Outline of the spine:
I believe that outlining the spine can help you see the elements that make up our person, as well as give us the ability to perform daily. The spine at the top includes two vertebras and separates by the cervical vertebrae. Between the joining vertebrae are disks and the associating nerve roots. Down toward the center back is the thoracic vertebrae, which below it is the body of the spine. Joining these elements below is the neuroformen, which is slightly higher than the disk that separates the two spines. Below the disk are the nerve roots and to the other side are the lumbar vertebrae. Below the nerve roots is the facet joints and almost adjacent is the pelvis. Below the joints is the sacrum, which adjacent is the sacroiliac joint. The coccyx sits at the bottom of the second vertebrae and completes the spinal column.
Having an outline of the spine can help one appreciate how the back is structured and to see areas that could lead to back pain.
As we look at the outline, it can help us to appreciate that the spine makes up elements that help us to move, bend, slope, and twist, which each movement can cause back injuries.
Within the structure of the spine, we have separate bones. The total count is “34,” which these bones connect with the spinal unit, facet joints, vertebral body, disks, spinal unit, and the facet joints at the lower section.
The coccyx alone makes up the fuse bones, which is around five or less. The bones rest at the base of the spine. The fuse bones are the tailbone in basic language and disable us, since the limb does not poise the spine. Rather the spine is our balance mechanism. Now, when we loose poise, it could cause falls.
The coccyx is at risk, since it could break and lead to coccygodynia. Coccygodynia is a back condition that causes serious pain.
How the coccyx is broke?
The coccyx can be broke when a car accident occurs. In addition, trauma impacts can break the coccyx, as well as falling backwards.
How can I tell if I have coccygodynia?
A stabbing pain often occurs in the back, which sometimes the pain is sharp. This is a clear indication that potential damage has occurred to the coccyx.

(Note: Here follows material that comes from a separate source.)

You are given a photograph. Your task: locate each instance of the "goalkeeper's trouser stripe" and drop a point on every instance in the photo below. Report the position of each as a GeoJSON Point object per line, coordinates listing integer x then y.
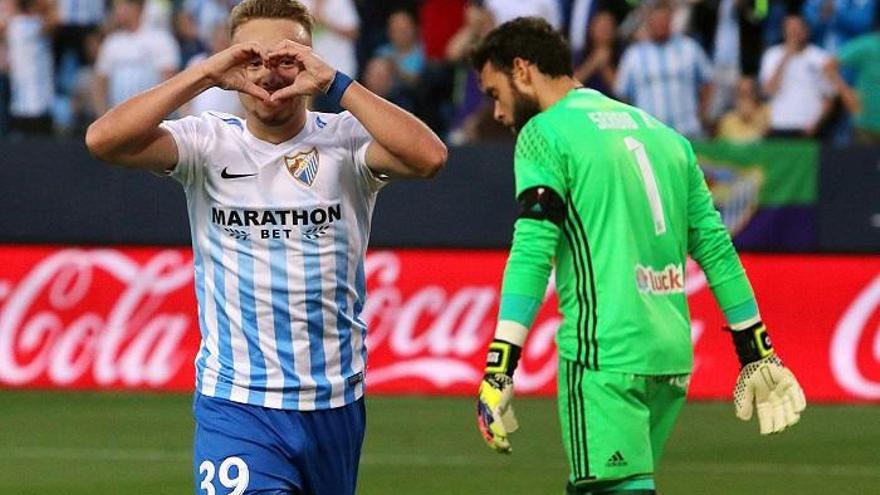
{"type": "Point", "coordinates": [585, 286]}
{"type": "Point", "coordinates": [577, 421]}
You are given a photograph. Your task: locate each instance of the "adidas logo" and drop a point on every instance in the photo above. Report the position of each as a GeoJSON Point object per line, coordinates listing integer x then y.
{"type": "Point", "coordinates": [616, 460]}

If you have difficulty sitting, you may have coccygodynia also. If sitting is difficult, likely you will feel pressure at the right side. Sometimes bowel movement is difficult as well. What should I do if these symptoms arise? Ask your doctor to test you, using x-rays. If the x-ray is negative however, you may have only bruised your coccyx.
Additional fused bones climb the steps up the spine, making up another five bones. The sacrum meets in this area, which is a bone as well. The sacrum is a triangular-like bone at the lower back and joins with the hipbone on either side, forming the pelvis. The sacrum connects to the only area of the back limbs at the lower region. At the outer area of the pelvis rests the iliac bones. The larger bones connect to the joints known as sacroiliac. The joints are part of the hip ilium bones and the joints between the sacrum and the ilium.
The joints at this area shape similar to a horses saddle and interfaces the pelvis sides flanking between the pelvis and sacrum. Why are we discussing this area, since it really does not make up the spine? Because, this region is the single common section of the connective parts to the spine, where the lower back pain starts due to asymmetric, and deformity.